Effects of a low-carbohydrate high-fat meal (LCM) versus a high-carbohydrate low-fat meal (HCM) on insulin, glucagon, and somatostatin release in nonobese healthy volunteers and in subjects with mild non-insulin-dependent diabetes mellitus (NIDDM) were compared. The meals were isocaloric. In the LCM, 26% of energy was supplied by carbohydrate, 51% by fat, and 23% by protein, whereas corresponding figures for HCM were 62, 22, and 16%. Hormonal responses were expressed as incremental areas over baseline. In healthy volunteers the HCM had a significantly greater effect on the insulin response than did the LCM. In contrast, in the diabetic group the insulin response to HCM was markedly impaired and was of the same magnitude as that to LCM. Glucagon release was significantly augmented after LCM in the nondiabetic as well as in the diabetic group, despite a pronounced and concomitant hyperglycemia in the latter. Moreover, HCM tended to stimulate glucagon release but only in the diabetic subjects. LCM and HCM induced a significant and sustained elevation of somatostatin levels in both groups; these responses were not significantly influenced by glucose tolerance or composition of meal. In conclusion, the present study suggests that at least two islet dysfunctions--decreased insulin response and enhanced glucagon release--characterize mild NIDDM. With a high-carbohydrate meal, a severe impairment of insulin secretion and a slight paradoxical glucagon release are observed. With a low-carbohydrate fat-rich meal, beta-cell responsiveness seems to be intact, but alpha-cell secretion is enhanced.

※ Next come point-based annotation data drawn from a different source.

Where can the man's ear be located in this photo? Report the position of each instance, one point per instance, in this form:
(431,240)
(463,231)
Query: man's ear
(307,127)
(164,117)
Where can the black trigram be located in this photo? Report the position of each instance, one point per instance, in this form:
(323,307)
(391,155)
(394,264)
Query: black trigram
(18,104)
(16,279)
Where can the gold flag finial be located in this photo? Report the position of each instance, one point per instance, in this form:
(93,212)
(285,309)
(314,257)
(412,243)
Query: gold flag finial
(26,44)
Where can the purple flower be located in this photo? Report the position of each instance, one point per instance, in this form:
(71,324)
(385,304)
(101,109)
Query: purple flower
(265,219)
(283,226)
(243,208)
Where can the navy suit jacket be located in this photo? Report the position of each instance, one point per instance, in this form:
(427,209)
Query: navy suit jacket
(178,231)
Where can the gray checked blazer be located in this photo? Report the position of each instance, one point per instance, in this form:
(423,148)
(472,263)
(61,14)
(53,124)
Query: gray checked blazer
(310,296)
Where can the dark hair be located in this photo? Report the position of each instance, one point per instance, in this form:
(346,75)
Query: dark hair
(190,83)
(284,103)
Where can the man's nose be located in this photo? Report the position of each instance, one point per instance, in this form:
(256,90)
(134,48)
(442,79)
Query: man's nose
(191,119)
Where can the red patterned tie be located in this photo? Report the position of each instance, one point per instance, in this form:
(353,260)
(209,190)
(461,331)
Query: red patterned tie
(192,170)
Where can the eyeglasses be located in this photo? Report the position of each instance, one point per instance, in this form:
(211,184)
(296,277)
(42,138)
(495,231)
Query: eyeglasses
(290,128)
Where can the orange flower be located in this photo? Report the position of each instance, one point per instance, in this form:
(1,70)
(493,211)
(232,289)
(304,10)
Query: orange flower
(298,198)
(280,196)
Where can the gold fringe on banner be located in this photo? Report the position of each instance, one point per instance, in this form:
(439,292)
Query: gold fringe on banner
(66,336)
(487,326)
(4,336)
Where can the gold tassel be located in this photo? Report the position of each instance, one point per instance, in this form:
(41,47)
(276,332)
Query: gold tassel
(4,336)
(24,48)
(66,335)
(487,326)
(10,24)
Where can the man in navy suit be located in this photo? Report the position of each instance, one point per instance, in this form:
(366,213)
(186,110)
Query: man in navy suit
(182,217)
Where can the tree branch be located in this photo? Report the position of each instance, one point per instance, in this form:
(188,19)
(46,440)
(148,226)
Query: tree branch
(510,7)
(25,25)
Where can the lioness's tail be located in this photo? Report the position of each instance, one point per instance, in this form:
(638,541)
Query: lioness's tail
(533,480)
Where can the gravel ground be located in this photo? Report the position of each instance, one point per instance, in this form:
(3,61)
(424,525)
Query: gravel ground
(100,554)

比较了低碳水化合物高脂肪餐(LCM)与高碳水化合物低脂肪餐(HCM)对非肥胖健康志愿者和轻度非胰岛素依赖型糖尿病(NIDDM)患者胰岛素、胰高血糖素和生长抑素释放的影响。这些餐食热量相同。在LCM中,26%的能量由碳水化合物提供,51%由脂肪提供,23%由蛋白质提供,而HCM的相应比例分别为62%、22%和16%。激素反应以超过基线的增量面积表示。在健康志愿者中,HCM对胰岛素反应的影响显著大于LCM。相比之下,在糖尿病组中,对HCM的胰岛素反应明显受损,且与对LCM的反应程度相同。在非糖尿病组和糖尿病组中,LCM后胰高血糖素释放均显著增加,尽管糖尿病组同时伴有明显的高血糖。此外,HCM倾向于刺激胰高血糖素释放,但仅在糖尿病患者中。LCM和HCM均使两组生长抑素水平显著且持续升高;这些反应不受葡萄糖耐量或餐食组成的显著影响。总之,本研究表明,至少两种胰岛功能障碍——胰岛素反应降低和胰高血糖素释放增加——是轻度NIDDM的特征。食用高碳水化合物餐时,观察到胰岛素分泌严重受损和轻微的矛盾性胰高血糖素释放。食用低碳水化合物高脂肪餐时,β细胞反应性似乎完好,但α细胞分泌增强。